Nuestros educadores pensaron que los que nunca destacábamos también teníamos el derecho de sentirnos protagonistas y triunfadores así que organizaron una pequeña competición con los malos de cada clase. Podría haber sido humillante pertenecer al equipo de "los peores", pero yo lo recuerdo con simpatía. Formamos un plantel, entrenamos y todo, y ganamos al equipo de la clase rival. Orgullosos posamos para la foto con la dignidad y la satisfacción de la propia superación. Ahora (no lo hice entonces) me pregunto qué pasaría con los "malos " y "derrotados"; pues nuestra satisfacción fue su tristeza.
Me viene esta anécdota a la cabeza al hablar con algunos amigos, padres de niños en edad escolar, que apuntan (o desapuntan) a sus hijos de las actividades extraescolares. Primero les apuntan empujados por la presión mediática que hace a los pequeños anhelar ser como las rutilantes estrellas del balompié. Luego les desapuntan cuando, tras varios partidillos, observan el comportamiento de algunos padres (y algún que otro entrenador) que trata a los jugadores como si fueran el cuerpo de marines donde todo vale por la victoria. Insultos, amenazas, instigación a la violencia, provocaciones... cualquier medio con tal de que su hijo sea el más competitivo, el más determinante: el mejor.
Tengo un sobrino en el equipo de futbito de su cole. Apenas han ganado un partido en la temporada. Lo normal es que pierdan por media docena de tantos. Cuando pierden por uno o dos goles, acude eufórico a contárnoslo. ¿Cuál es la vara de medir del éxito? Por la televisión entrevistaron en una ocasión a un equipo infantil que "no había ganado un partido en años" y, sin embargo, los chavales estaban orgullosos de su equipo y soñaban con ganar algún día: Esa jornada sería grande.
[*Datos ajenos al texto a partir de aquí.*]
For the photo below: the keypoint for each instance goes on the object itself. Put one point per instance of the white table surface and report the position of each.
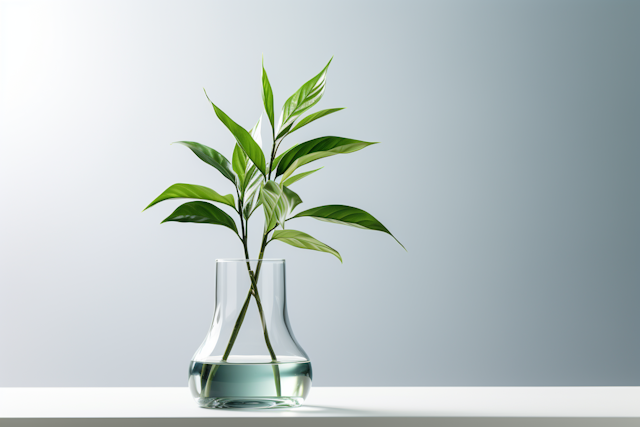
(370, 406)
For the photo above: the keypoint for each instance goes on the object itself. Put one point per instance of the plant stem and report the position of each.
(253, 290)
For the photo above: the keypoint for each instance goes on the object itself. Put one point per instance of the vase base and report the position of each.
(249, 402)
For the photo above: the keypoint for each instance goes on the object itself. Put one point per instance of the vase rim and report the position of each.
(249, 259)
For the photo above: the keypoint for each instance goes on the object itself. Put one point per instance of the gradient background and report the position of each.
(509, 168)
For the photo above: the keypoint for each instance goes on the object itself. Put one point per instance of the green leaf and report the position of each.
(315, 116)
(298, 177)
(267, 96)
(278, 202)
(276, 161)
(211, 157)
(248, 145)
(239, 163)
(251, 202)
(191, 191)
(303, 241)
(346, 215)
(202, 213)
(284, 131)
(304, 160)
(330, 144)
(256, 132)
(306, 97)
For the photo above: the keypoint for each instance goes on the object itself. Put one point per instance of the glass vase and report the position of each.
(250, 358)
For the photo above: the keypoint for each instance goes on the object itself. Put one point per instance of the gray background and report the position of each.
(508, 168)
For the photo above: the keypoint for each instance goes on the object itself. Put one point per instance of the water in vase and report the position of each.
(250, 382)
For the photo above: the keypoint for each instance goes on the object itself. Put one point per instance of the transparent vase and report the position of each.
(250, 358)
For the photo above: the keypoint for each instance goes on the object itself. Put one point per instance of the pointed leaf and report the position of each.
(304, 160)
(267, 96)
(278, 203)
(306, 97)
(239, 163)
(315, 116)
(298, 177)
(303, 241)
(346, 215)
(250, 147)
(211, 157)
(332, 144)
(256, 132)
(191, 191)
(203, 213)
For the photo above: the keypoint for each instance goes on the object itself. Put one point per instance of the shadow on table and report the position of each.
(328, 410)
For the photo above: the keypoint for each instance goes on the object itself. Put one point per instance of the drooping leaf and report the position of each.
(278, 202)
(332, 144)
(211, 157)
(202, 213)
(250, 147)
(276, 161)
(315, 116)
(346, 215)
(267, 96)
(284, 131)
(256, 132)
(251, 202)
(307, 158)
(239, 163)
(298, 177)
(304, 98)
(191, 191)
(303, 241)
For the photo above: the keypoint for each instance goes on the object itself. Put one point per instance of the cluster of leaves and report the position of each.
(250, 172)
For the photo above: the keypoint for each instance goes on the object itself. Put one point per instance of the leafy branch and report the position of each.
(250, 171)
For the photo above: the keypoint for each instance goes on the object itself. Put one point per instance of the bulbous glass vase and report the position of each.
(250, 358)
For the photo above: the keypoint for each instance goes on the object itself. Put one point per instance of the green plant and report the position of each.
(251, 175)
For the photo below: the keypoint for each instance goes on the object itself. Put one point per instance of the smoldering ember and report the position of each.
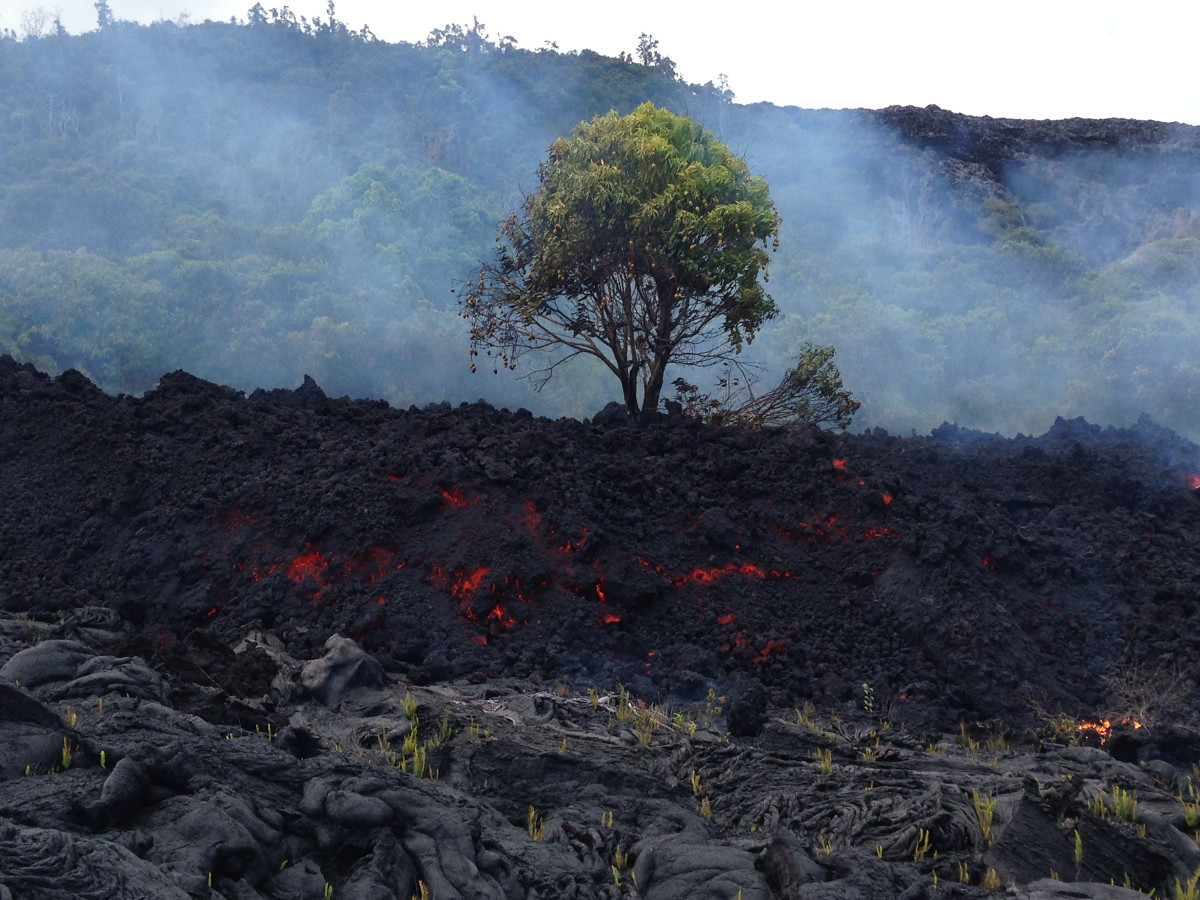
(288, 646)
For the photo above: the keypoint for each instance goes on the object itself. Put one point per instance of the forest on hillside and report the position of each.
(255, 201)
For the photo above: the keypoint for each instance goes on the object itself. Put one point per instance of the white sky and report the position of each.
(1030, 59)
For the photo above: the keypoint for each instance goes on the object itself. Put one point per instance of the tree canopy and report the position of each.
(642, 246)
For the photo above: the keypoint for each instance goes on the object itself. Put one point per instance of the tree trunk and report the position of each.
(629, 385)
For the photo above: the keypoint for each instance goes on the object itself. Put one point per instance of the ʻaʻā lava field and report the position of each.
(607, 630)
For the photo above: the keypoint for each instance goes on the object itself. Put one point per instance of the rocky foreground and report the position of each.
(289, 646)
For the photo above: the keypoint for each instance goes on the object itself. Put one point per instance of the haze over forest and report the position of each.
(256, 202)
Brindo esta entrada a todos los "malos", a los equipos perdedores, a los entrenadores del fracaso... A ellos, que solo les resta subir y mejorar. Porque como decía Píndaro, quinientos años antes de Cristo: "Cuando la Fortuna nos descubre su bello rostro, es precisamente cuando la tormenta comienza a cernirse sobre nuestra cabeza".